In the latest assessment reviewer 2 points out that the 7B12 antibody detects an additional strong band in one of the Western blots (Figure 1—figure supplement 1B). Although this was not pointed out in their initial review, it was by reviewer 1 and we had addressed it in our previous response. In brief, this extra band was seen only in the initial screening where the blots were incubated with ascites produced with the 7B12 hybriodoma, this cross-reactivity is minimal when using purified IgG from hybridoma supernatants (see Figure 1A). As explained in the manuscript, we have used only purified antibody not ascites in all subsequent assays.

This reviewer states that will be more convincing to test the specificity of the antibodies using genetic mosaics tissues. We don’t think that such experiments will be more informative or cleaner than what we have already performed. UPF1 is required for growth and survival of cell clones in imaginal discs (the typical tissue where clone analysis are performed), as a consequence homozygous Upf1(-) clones can’t be easily recovered and consist of just a few cells, as previously reported (Metzstein and Krasnow, 2006).
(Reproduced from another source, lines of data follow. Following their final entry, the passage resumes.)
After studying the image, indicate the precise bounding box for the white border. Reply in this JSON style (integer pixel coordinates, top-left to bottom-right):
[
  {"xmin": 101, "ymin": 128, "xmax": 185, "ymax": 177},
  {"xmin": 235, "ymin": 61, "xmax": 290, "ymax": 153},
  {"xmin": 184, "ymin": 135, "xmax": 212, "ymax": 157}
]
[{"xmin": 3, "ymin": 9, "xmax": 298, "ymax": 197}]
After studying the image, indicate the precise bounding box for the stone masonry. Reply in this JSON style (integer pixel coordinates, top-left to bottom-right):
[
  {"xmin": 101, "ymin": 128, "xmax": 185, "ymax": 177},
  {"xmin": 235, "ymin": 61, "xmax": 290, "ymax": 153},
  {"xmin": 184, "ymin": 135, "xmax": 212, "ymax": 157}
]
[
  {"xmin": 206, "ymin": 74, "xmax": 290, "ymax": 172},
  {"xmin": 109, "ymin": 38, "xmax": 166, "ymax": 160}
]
As for whether a fraction of UPF1 might be recruited indirectly on the nascent transcripts, by, for example, an interaction with associated RNPs, we agree, and, as suggested by reviewer 2’s original criticism, we have discussed this possibility extensively in the revised manuscript. Strangely, now they criticise us for having done so. Moreover, irrespective of its loading mechanism, we think that the data fully supports the manuscript main conclusion that UPF1 associates with nascent transcripts.

In summary, given that reviewer 1 appears to be satisfied with antibodies’ specificity and the rest of the manuscript, we would like you to consider whether doing the substantial more work requested by reviewer 2 is required. We are very excited about these findings and think the association of UPF1 with nascent transcripts is evolutionally conserved.

References:

Metzstein, M.M., and Krasnow, M.A. (2006). Functions of the nonsense-mediated mRNA decay pathway in Drosophila development. PLoS genetics 2, e180.